Eine Randunschärfe muss nicht immer durch das Okular bedingt sein. Gerade bei
langbrennweitigen Weitwinkelokularen spielt das Teleskop selbst eine
entscheidende Rolle. Kritisch sind Newtons mit kurzen Öffnungsverhältnissen
(F/5 oder F/4). Wo immer möglich weisen wir daher bei den Okularen darauf hin,
wenn sie für solche Systeme weniger geeignet sind (Test am eigenen F/5 Newton).

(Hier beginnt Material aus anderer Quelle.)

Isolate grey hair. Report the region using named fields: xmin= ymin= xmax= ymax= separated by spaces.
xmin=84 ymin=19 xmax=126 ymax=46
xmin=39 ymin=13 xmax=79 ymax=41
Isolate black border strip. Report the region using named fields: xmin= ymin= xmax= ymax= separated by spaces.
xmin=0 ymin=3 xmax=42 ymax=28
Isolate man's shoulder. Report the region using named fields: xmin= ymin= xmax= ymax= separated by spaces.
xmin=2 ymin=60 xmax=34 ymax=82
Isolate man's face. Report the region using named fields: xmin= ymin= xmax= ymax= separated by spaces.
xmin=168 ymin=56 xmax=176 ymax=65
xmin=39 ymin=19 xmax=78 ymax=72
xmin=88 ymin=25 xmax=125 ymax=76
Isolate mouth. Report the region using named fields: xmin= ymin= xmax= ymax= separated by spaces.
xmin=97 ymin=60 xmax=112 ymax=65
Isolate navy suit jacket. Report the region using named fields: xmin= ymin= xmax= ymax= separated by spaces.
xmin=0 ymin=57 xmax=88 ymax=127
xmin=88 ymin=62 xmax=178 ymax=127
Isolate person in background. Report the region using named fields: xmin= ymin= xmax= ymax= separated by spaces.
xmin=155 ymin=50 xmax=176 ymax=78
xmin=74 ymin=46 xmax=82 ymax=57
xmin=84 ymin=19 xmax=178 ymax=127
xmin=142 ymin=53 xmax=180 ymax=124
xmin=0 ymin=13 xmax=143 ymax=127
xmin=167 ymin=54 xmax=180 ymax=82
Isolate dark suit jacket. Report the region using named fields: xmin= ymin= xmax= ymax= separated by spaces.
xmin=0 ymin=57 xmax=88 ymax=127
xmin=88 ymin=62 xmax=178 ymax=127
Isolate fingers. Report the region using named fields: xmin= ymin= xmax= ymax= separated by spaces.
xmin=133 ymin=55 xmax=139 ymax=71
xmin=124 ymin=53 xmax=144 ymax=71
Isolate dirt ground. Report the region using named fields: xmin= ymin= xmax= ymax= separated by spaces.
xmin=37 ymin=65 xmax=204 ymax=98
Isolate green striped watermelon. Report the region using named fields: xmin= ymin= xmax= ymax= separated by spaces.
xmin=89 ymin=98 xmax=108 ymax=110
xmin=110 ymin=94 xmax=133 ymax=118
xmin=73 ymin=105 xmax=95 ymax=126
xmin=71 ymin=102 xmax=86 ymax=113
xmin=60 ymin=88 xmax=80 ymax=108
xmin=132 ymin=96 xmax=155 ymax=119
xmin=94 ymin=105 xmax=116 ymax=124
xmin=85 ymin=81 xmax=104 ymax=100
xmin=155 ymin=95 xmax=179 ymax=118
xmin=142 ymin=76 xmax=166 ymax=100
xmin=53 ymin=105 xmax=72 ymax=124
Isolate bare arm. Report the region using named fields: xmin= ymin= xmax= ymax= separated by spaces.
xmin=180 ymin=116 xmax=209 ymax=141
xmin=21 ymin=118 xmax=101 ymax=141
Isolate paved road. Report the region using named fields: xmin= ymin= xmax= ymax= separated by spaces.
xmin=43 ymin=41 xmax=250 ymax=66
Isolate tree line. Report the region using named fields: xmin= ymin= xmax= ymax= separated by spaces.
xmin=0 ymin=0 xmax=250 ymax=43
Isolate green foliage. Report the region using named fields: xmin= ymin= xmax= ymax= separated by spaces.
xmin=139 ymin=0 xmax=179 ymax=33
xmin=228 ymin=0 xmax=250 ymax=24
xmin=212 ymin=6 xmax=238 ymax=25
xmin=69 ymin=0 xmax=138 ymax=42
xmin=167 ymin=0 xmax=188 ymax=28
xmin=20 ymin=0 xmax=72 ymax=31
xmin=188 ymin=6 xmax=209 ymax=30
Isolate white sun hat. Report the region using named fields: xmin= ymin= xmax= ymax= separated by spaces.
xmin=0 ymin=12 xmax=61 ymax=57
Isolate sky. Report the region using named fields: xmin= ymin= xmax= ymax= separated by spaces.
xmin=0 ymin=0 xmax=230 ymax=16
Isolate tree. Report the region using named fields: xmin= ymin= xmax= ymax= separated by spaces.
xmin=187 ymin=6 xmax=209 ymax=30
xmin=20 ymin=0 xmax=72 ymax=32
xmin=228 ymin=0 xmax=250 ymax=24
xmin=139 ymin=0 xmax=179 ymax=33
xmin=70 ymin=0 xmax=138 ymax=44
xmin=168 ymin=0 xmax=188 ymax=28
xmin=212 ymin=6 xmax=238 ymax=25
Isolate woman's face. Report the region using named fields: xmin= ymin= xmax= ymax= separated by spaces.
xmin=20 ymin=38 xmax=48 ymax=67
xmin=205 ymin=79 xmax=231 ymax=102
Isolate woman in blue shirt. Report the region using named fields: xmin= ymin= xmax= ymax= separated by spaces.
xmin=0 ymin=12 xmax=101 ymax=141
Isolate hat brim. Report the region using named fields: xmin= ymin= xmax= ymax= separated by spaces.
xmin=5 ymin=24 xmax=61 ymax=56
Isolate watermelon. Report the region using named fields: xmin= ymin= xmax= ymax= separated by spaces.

Die Schärfe eines Okulars ist ein relativ gut zu messender, quantitativ zu
fassender Parameter. Wir testen folgendermaßen:
Das zu testende Okular wird hinter ein 135mm Vivitar Fotoobjektiv gesetzt. In
ca. 1,5m Entfernung ist ein USAF Auflösungstarget befestigt, auf das nun dieser
Aufbau fokussiert wird. Den Schärfeverlauf über das Gesichtsfeld ermitteln wir
dann, indem wir die erreichte Auflösung an mehreren Punkten entlang einer Linie
durch die Mitte des Okulars messen (in mm). Die Auflösung in Bogenminuten
erhält man durch den Bezug auf das gemessene scheinbare Gesichtsfeld. Daraus
wird dann ein Schärfediagramm (s. Abbildung
2) erstellt. Da das Auge benutzt wird, um die Auflösung
zu bestimmen, kann ein so gemessenes Okular keine Auflösung nennenswert unter
einer Bogenminute zeigen, selbst wenn es theoretisch besser wäre - aber selbst
wenn es wirklich besser ist, am Teleskop sehen Sie keinen Unterschied mehr
(s.o.).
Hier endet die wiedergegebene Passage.